Unlike the space agency with its limited time windows, however, parents have plenty of opportunities to get their kids out of the house. Yet, for any number of reasons -- some legit, most just excuses -- a growing number of adults still live with their parents, much to the latter group's dismay.
For 35-year-old Trip, the reasons are simple. For starters, he has no rent or mortgage, but does have a maid in the form of his mom. But the main reason he still lives at home is to scare away any girlfriends who become too serious for his bachelor comfort level. As a result, his parents have hired a familial exterminator of sorts who will help the homebound Casanova finally leave the nest.

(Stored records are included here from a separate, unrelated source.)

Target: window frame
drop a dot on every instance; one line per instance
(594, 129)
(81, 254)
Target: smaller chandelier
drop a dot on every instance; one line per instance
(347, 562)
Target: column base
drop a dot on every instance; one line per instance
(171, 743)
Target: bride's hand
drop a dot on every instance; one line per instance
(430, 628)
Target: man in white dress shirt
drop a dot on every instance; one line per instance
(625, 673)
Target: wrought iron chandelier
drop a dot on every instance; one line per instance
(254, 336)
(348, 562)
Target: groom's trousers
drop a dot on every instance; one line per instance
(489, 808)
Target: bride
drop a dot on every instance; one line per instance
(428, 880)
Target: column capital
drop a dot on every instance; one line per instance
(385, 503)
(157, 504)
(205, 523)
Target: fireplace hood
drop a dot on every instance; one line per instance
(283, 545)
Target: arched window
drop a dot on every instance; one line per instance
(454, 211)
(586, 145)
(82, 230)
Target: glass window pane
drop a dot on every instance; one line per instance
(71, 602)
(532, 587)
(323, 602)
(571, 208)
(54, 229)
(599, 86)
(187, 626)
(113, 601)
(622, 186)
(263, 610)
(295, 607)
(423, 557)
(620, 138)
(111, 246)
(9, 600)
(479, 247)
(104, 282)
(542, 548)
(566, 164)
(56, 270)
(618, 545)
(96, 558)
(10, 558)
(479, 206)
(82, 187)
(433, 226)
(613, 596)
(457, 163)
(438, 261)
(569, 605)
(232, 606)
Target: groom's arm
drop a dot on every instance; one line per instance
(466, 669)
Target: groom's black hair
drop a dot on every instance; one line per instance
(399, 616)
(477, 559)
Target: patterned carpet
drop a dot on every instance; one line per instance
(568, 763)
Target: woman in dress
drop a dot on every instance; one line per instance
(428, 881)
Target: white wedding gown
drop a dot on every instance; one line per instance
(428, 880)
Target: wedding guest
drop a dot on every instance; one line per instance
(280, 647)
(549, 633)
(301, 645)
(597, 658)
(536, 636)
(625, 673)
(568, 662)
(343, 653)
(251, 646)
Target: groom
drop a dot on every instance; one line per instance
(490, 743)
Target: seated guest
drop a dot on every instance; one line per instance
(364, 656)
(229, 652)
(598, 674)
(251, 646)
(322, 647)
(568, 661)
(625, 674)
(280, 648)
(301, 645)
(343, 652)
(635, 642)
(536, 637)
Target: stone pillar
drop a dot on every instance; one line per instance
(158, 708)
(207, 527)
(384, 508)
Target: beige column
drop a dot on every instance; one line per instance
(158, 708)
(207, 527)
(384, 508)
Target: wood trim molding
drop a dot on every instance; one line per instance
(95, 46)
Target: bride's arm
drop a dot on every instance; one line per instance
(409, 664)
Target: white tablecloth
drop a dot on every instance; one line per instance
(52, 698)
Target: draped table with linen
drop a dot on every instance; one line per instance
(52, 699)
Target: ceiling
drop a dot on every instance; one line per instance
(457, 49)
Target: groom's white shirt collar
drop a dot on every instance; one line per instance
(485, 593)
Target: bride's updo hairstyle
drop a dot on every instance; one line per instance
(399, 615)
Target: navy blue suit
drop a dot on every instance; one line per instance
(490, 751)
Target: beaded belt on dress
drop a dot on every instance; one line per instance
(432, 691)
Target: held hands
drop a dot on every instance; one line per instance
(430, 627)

Thus is the gist of "Failure to Launch," a romantic comedy that pretty much lives up to its title. For those of us who've watched attempted lift-offs of other such genre works, however, the failure here isn't that surprising, although it's still disappointing. Working from an architectural, narrative blueprint by scribes Tom J. Astle and Matt Ember, director Tom Dey ("Showtime," "Shanghai Noon") has constructed this rom-com with many of the similar design flaws that have grounded other such vehicles or caused fiery and expensive crashes during their attempted cinematic flights.
There's the usual array of colorful roommates and/or friends, the various montages, and a flight plan that's pretty much the same course as previous trajectories. And the one such vessel this one closely resembles is "How to Lose a Guy in 10 Days." That's not only due to it having the exact same pilot -- the charming and strikingly handsome Matthew McConaughey (who seems to have replaced Hugh Grant as the go-to guy for these sorts of films) -- but also because it's plot is rather similar.

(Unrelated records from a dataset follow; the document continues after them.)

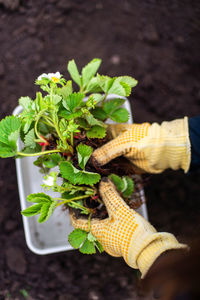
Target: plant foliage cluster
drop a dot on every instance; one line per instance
(50, 127)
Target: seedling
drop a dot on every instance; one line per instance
(62, 127)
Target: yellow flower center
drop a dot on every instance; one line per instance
(54, 79)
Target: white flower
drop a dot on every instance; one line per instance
(44, 75)
(49, 181)
(55, 77)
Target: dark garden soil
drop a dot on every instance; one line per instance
(158, 45)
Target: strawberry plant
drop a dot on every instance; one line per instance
(61, 127)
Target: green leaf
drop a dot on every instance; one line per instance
(67, 115)
(66, 90)
(97, 97)
(56, 99)
(46, 211)
(9, 127)
(39, 198)
(123, 184)
(105, 82)
(93, 121)
(32, 210)
(99, 113)
(84, 153)
(118, 181)
(128, 191)
(12, 138)
(7, 151)
(127, 88)
(25, 102)
(73, 71)
(120, 115)
(76, 176)
(73, 101)
(77, 237)
(87, 247)
(99, 246)
(29, 139)
(112, 105)
(93, 86)
(96, 132)
(90, 70)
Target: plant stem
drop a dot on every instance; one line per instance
(89, 222)
(38, 153)
(70, 200)
(72, 139)
(102, 103)
(36, 123)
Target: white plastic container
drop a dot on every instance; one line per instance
(51, 236)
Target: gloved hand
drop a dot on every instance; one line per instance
(151, 148)
(126, 233)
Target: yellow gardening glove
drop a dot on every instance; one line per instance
(126, 233)
(151, 148)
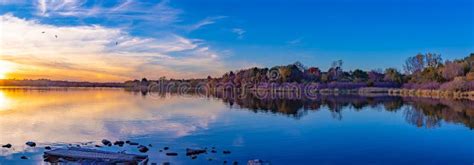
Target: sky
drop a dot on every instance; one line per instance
(118, 40)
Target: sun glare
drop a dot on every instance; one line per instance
(5, 68)
(4, 102)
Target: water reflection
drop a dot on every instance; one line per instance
(78, 115)
(422, 112)
(81, 115)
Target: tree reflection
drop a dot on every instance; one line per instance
(421, 112)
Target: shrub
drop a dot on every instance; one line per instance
(458, 84)
(470, 76)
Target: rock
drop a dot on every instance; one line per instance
(190, 152)
(31, 144)
(106, 142)
(257, 162)
(133, 143)
(7, 146)
(143, 149)
(171, 154)
(119, 143)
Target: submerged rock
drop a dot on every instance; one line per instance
(119, 143)
(7, 146)
(172, 154)
(132, 143)
(106, 142)
(257, 162)
(31, 144)
(190, 151)
(143, 149)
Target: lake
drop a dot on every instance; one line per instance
(327, 129)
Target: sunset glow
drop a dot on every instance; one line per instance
(5, 69)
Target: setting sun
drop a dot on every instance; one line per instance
(5, 68)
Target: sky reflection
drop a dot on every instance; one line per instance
(82, 115)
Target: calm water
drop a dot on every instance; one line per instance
(326, 130)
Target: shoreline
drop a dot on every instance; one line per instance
(364, 91)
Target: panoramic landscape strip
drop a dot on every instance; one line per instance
(424, 75)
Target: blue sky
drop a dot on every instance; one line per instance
(233, 34)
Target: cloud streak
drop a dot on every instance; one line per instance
(97, 53)
(240, 32)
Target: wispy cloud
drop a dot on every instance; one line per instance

In the earlier film, the characters played by McConaughey and Kate Hudson had ulterior motives for getting into a relationship with each other, only to end up falling in love. Here, there's only half of the deception as Sarah Jessica Parker -- now making another run on the big screen after being done with HBO's "Sex and the City" -- plays the familial pest exterminator who poses as the new girlfriend. Not surprisingly, she ends up attracted to her target. They fall in love, break up, and yada-yada-yada.
Fans of the rom-com formula might like it, but neither the cast nor crew manage to do anything original or interesting with the tired material. That said, beyond the usual number of montages -- including a paintball one that goes on far too long and is obviously nothing more than filler -- Dey does include a number of "when animals go bad" scenes where McConaughey's character is on the wrong end of encounters with a dolphin, chipmunk and lizard (while an unrelated subplot deals with attempts to get rid of a noisy mockingbird). The point is that until he's true to himself and others (and leaves the nest as has occurred by his predecessors throughout the ages), he'll always be at odds with nature. Yet, this running gag does nothing for the film.
Nor does the presence of Kathy Bates and Terry Bradshaw as his afflicted parents. The roles are so blandly constructed that it wouldn't have made any difference who played them. And in that case, we wouldn't have had to see the repeated views of Bradshaw's bare tush (or that of his "stunt" butt double). That's supposed to be funny, but I can only imagine that since Bates did her nude scene in "About Schmidt," someone thought it would be hilarious for Bradshaw to do the same. It's not.
Justin Bartha and Bradley Cooper play the male friends and easily could have been lifted from any other rom-com or even a sitcom. Zooey Deschanel is the most interesting character, although that's by default only and she's doing that deadpan sarcastic thing she can probably now do in her sleep. As far as the leads, their star power can only carry them so far. McConaughey is his usual, easy-going and charming self, but Parker is pretty much limited to lots of reactionary squeals (as if standing on a kitchen chair in heels with mice scurrying about below her), making me wish I kept a running count of them.
Their chemistry together is passable but hardly red-hot, yet like the rest of the film, it never achieves any great heights. Sporting the sort of name critics love (as it makes caustic review taglines far too easy to concoct), "Failure to Launch" lives up to its title.